On the Generalization of Stochastic Gradient Descent with Momentum

Ali Ramezani-Kebrya,Kimon Antonakopoulos,Volkan Cevher,Ashish Khisti,Ben Liang
2024-01-15
Abstract:While momentum-based accelerated variants of stochastic gradient descent (SGD) are widely used when training machine learning models, there is little theoretical understanding on the generalization error of such methods. In this work, we first show that there exists a convex loss function for which the stability gap for multiple epochs of SGD with standard heavy-ball momentum (SGDM) becomes unbounded. Then, for smooth Lipschitz loss functions, we analyze a modified momentum-based update rule, i.e., SGD with early momentum (SGDEM) under a broad range of step-sizes, and show that it can train machine learning models for multiple epochs with a guarantee for generalization.

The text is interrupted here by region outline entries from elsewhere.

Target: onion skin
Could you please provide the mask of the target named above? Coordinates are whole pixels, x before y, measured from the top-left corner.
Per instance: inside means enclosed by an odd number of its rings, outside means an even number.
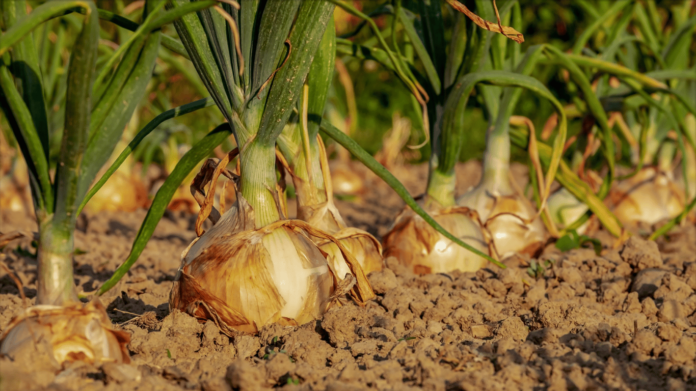
[[[331,164],[333,193],[340,196],[357,196],[365,192],[365,179],[351,170],[349,165]]]
[[[319,317],[331,305],[338,280],[293,221],[249,229],[253,211],[238,196],[235,207],[182,254],[170,308],[212,320],[230,336]]]
[[[92,213],[134,212],[148,202],[148,192],[135,175],[116,171],[85,205]]]
[[[478,213],[492,240],[496,253],[491,255],[504,260],[516,253],[539,253],[546,243],[546,230],[529,200],[514,193],[502,196],[482,189],[465,194],[457,204]]]
[[[564,187],[559,189],[549,196],[546,203],[548,205],[548,210],[551,212],[551,218],[560,228],[572,224],[590,209]],[[588,226],[589,221],[585,221],[576,230],[576,232],[583,234],[587,232]]]
[[[683,190],[671,173],[656,167],[646,167],[617,183],[607,203],[619,221],[632,232],[676,217],[686,205]]]
[[[47,358],[56,371],[74,361],[129,363],[129,334],[113,330],[101,303],[34,305],[15,318],[0,339],[0,354],[34,362]]]
[[[345,246],[349,253],[358,260],[365,274],[372,271],[379,271],[384,267],[382,257],[382,246],[370,233],[359,228],[348,227],[331,234],[338,241]],[[339,279],[343,279],[346,273],[351,273],[350,268],[346,264],[340,249],[333,242],[329,240],[316,241],[317,246],[326,253],[326,261]]]
[[[483,253],[488,248],[477,223],[461,208],[431,212],[433,218],[455,237]],[[454,269],[475,271],[487,260],[452,242],[411,208],[404,209],[383,239],[384,257],[396,257],[414,273],[448,273]]]

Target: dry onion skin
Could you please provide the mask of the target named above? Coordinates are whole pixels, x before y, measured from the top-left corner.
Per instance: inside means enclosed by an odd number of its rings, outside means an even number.
[[[365,274],[379,271],[383,268],[382,246],[369,232],[348,227],[340,212],[333,203],[335,179],[329,174],[329,164],[321,138],[317,138],[319,168],[323,176],[323,189],[317,189],[311,181],[293,176],[297,192],[297,218],[310,225],[330,234],[341,243],[349,253],[358,260]],[[362,182],[361,182],[362,183]],[[326,200],[323,202],[319,200]],[[315,243],[326,253],[326,260],[336,277],[342,280],[347,274],[352,274],[342,252],[333,240],[315,239]]]
[[[47,358],[55,370],[74,361],[129,363],[130,337],[114,330],[104,306],[34,305],[13,319],[0,339],[0,355],[33,362]]]
[[[182,254],[170,308],[201,321],[212,320],[232,336],[255,333],[274,322],[303,324],[345,293],[337,292],[339,280],[310,239],[313,228],[307,223],[281,220],[258,230],[254,225],[253,210],[238,193],[235,205]],[[372,298],[355,258],[342,250],[356,282],[346,290],[357,291],[358,302]]]
[[[516,253],[533,255],[546,242],[544,223],[527,198],[516,193],[474,191],[464,194],[457,204],[475,210],[484,230],[490,236],[491,256],[504,260]]]
[[[628,230],[638,232],[678,216],[684,210],[686,197],[670,172],[647,167],[618,182],[607,202]]]
[[[445,230],[483,253],[488,248],[478,224],[463,209],[445,208],[431,216]],[[396,218],[385,235],[384,256],[396,257],[414,273],[448,273],[455,269],[475,271],[488,261],[438,232],[409,207]]]

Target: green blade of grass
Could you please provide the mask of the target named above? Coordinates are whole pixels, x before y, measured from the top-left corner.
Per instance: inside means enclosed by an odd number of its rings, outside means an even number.
[[[313,2],[321,3],[321,1]],[[253,64],[251,72],[253,93],[255,94],[261,88],[261,86],[266,83],[271,74],[278,67],[278,60],[283,61],[280,56],[285,54],[285,51],[281,49],[290,32],[293,17],[297,14],[299,6],[299,0],[269,0],[266,3],[263,14],[261,15],[258,38],[256,40],[253,63],[252,63]],[[296,56],[295,52],[299,43],[296,42],[296,40],[291,40],[291,56],[292,54]],[[287,66],[288,64],[283,65],[283,67]],[[278,78],[276,78],[276,80],[278,80]],[[262,100],[268,94],[269,90],[269,87],[267,86],[261,92]]]
[[[433,1],[433,3],[434,3],[436,1]],[[412,14],[409,15],[409,13],[403,8],[400,8],[399,19],[402,21],[402,25],[404,26],[404,31],[406,32],[406,36],[409,37],[411,45],[413,45],[416,54],[418,56],[418,58],[420,59],[420,63],[425,70],[425,74],[430,81],[430,85],[433,90],[435,91],[436,94],[439,95],[442,87],[440,82],[440,77],[438,76],[438,71],[435,69],[435,65],[430,58],[430,54],[425,49],[425,45],[420,40],[420,37],[418,36],[418,33],[416,31],[416,28],[413,27],[413,19],[416,18],[416,16]],[[444,53],[445,49],[443,48],[442,54],[444,54]]]
[[[127,64],[121,64],[109,86],[111,90],[114,90],[110,92],[113,97],[102,99],[95,106],[93,113],[97,114],[95,116],[98,116],[99,120],[90,127],[89,143],[85,150],[85,159],[90,165],[85,167],[80,178],[81,200],[99,170],[111,157],[123,128],[145,94],[157,57],[160,35],[159,32],[152,33],[146,37],[141,49],[134,47],[129,51],[133,51],[136,58],[133,67],[129,69]],[[121,79],[122,74],[126,74],[125,81],[115,83]]]
[[[111,11],[107,11],[106,10],[102,10],[101,8],[100,8],[98,11],[100,19],[111,22],[119,27],[122,27],[131,31],[136,31],[138,28],[140,27],[140,24],[138,24],[135,22],[133,22],[128,18],[123,17],[119,15],[116,15]],[[191,59],[189,58],[189,54],[186,51],[186,48],[184,47],[184,45],[181,43],[181,41],[177,40],[176,38],[162,34],[161,43],[163,47],[168,49],[174,53],[179,54],[180,56],[182,56],[187,59]]]
[[[17,23],[7,29],[0,36],[0,56],[6,52],[10,47],[22,40],[25,35],[38,27],[42,23],[64,15],[66,11],[75,8],[88,10],[90,8],[90,1],[49,1],[34,8],[31,13]]]
[[[111,277],[99,287],[95,294],[96,296],[104,294],[123,278],[143,252],[148,241],[152,236],[157,223],[164,215],[164,211],[166,210],[169,201],[171,200],[172,196],[184,179],[198,162],[209,156],[215,147],[222,143],[230,134],[232,129],[230,124],[223,123],[211,131],[184,154],[171,174],[157,191],[155,199],[152,200],[152,205],[148,210],[148,214],[145,216],[143,224],[136,235],[128,257],[118,266]]]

Finally, for the special case of strongly convex loss functions, we find a range of momentum such that multiple epochs of standard SGDM, as a special form of SGDEM, also generalizes. Extending our results on generalization, we also develop an upper bound on the expected true risk, in terms of the number of training steps, sample size, and momentum. Our experimental evaluations verify the consistency between the numerical results and our theoretical bounds. SGDEM improves the generalization error of SGDM when training ResNet-18 on ImageNet in practical distributed settings.
Machine Learning
What problem does this paper attempt to address?
The paper attempts to address the following issues: 1. **Impact of Momentum Methods on Generalization Performance**: Although Stochastic Gradient Descent (SGD) with momentum is widely used in training machine learning models, there is limited theoretical understanding of its generalization error. This paper first demonstrates that for the standard Heavy Ball Momentum method (SGDM), there exists a convex loss function such that the stability gap over multiple epochs becomes unbounded. 2. **Improved Momentum Update Rule**: To address the above issue, the authors propose an improved momentum update rule—SGD with Early Momentum (SGDEM), and analyze this new method over a wide range of step sizes. The results show that even for non-convex problems, SGDEM can ensure good generalization performance while training over multiple epochs. 3. **Performance of SGDM under Strongly Convex Loss Functions**: For a special type of strongly convex loss function, the researchers also found a range of momentum values within which the standard SGDM, as a special case of SGDEM, can also achieve generalization. 4. **Experimental Validation**: Experiments conducted on training the ResNet-18 model in an actual distributed environment show that SGDEM significantly reduces generalization error compared to traditional SGD and SGDM. In summary, this paper aims to improve the generalization ability during the training process of deep learning models by introducing a new momentum mechanism, and provides theoretical analysis and experimental evidence to support this conclusion.